This is what Toronto's bizarre cube house could soon be replaced with
Toronto could soon lose a familiar sight for passing motorists on the Richmond and Adelaide overpasses through Corktown.
The iconic Cube House at 1 Sumach Street might be lost to a newly-revealed redevelopment scheme that would see the house replaced with a condominium and affordable housing development.
The house was built in 1996, occupying a patch of gravel, grass and trees in the shadow of elevated overpasses.
The brainchild of architect Ben Kutner and his partner Jeff Brown, its striking bundled-cube design sits on a pedestal, directly inspired by homes of the same style built in the Netherlands a couple of decades before.
Dutch architect Piet Blom's cube houses in Rotterdam and Helmond have fared much better over the years than their Toronto counterparts.
The Toronto house's low-traffic location and unkempt public realm have been an invitation for vandalism over the years. Sometimes, the destruction is self-inflicted, with subsequent owners using the building for advertising space.
Unlike its tourist attraction cousins across the Atlantic, Toronto's Cube House has always sat alone with little attention from tourists.
The house was first threatened in 2016 when its site was put up for sale to take advantage of a peaking real estate market.
It was expected from the beginning that the sale of the property would ultimately spell the end of this quirky geometric landmark, its loss now suggested in a new development scheme for the site.
Plans revealed in an article from The Globe's architecture critic Alex Bozikovic identify the Cube House site as the location of a proposal from Markee Developments. This real estate company includes former Toronto Chief Planner and later mayoral candidate Jennifer Keesmaat as a partner.
Announcing Sumach Artsplace! We've reimagined this transit-rich but underutilized site to set a new standard for how affordable rental housing can be delivered on private land. 443 new homes, 27% of which will be purpose-built affordable rental. https://t.co/skuwlLv9DL
— Jennifer Keesmaat (@jen_keesmaat) August 21, 2021
Known as Sumach Artsplace, the new development would bring 324 condos to the wedge-shaped site, with the market prices of the condominium sales to subsidize 119 affordable housing units.
Our site is tricky; an arterial, expressway ramp & a streetcar right-of-way constrain it. We asked: how can we weave the site back into the neighbhourhood, and create a distinct pedestrian place? We've turned Old Sumach Street into a shared street - a place for local gathering. pic.twitter.com/9Kz7U6y2QM
— Jennifer Keesmaat (@jen_keesmaat) August 21, 2021
While there's a fair chance that the Cube House would be lost to this redevelopment, the building was originally designed to be moved, an option that Markee is open to considering.
The developers are more certain about their plan for a group of houses just west of the Cube House, which would partially demolished leaving just their facades.

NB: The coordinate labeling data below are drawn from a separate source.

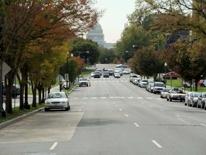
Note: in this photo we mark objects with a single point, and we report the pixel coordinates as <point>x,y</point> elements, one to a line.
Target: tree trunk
<point>196,84</point>
<point>34,95</point>
<point>8,85</point>
<point>25,77</point>
<point>21,99</point>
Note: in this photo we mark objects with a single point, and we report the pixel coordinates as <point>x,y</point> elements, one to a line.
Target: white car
<point>117,75</point>
<point>84,82</point>
<point>57,100</point>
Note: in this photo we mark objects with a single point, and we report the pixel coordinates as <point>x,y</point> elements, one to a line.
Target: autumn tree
<point>27,21</point>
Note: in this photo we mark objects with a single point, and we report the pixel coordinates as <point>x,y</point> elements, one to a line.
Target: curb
<point>14,120</point>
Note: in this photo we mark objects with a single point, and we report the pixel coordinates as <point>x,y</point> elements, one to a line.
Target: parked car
<point>158,87</point>
<point>143,83</point>
<point>83,82</point>
<point>164,93</point>
<point>176,94</point>
<point>150,87</point>
<point>117,75</point>
<point>106,74</point>
<point>201,101</point>
<point>191,98</point>
<point>15,91</point>
<point>111,72</point>
<point>57,100</point>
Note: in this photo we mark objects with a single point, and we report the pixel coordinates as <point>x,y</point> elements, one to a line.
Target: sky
<point>114,17</point>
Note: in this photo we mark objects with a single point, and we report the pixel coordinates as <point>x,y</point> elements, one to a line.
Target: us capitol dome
<point>96,34</point>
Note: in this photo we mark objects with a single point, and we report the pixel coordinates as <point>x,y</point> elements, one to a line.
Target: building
<point>96,34</point>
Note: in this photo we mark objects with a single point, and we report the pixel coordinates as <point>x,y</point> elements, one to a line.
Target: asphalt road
<point>112,117</point>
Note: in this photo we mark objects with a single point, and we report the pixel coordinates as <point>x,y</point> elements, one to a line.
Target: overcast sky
<point>114,17</point>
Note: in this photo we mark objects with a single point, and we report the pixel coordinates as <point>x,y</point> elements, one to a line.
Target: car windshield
<point>57,95</point>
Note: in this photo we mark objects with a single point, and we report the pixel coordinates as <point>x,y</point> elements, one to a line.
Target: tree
<point>27,21</point>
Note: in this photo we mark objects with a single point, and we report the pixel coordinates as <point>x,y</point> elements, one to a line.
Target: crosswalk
<point>115,97</point>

We've also integrated Victorian semi-detached houses to be adaptively reused as community space, to be programmed in partnership with a community not-for-profit. They face the new shared street, which links to an extension of Underpass Park & a new connection to Percy Park. pic.twitter.com/oSLH99vYBZ
— Jennifer Keesmaat (@jen_keesmaat) August 21, 2021
Markee is also looking to improve the experience of passing below the tangled mess of underpasses. Bozikovic reports that the developer "Markee are talking with the leaders of The Bentway, the non-profit which runs the vibrant public space underneath the Gardiner Expressway, about animating the area under the highway ramps."
Whether or not the Cube House will live on is yet to be known, but it should serve as consolation to those concerned about Toronto's housing crisis to know that affordable housing would be a key component in any redevelopment.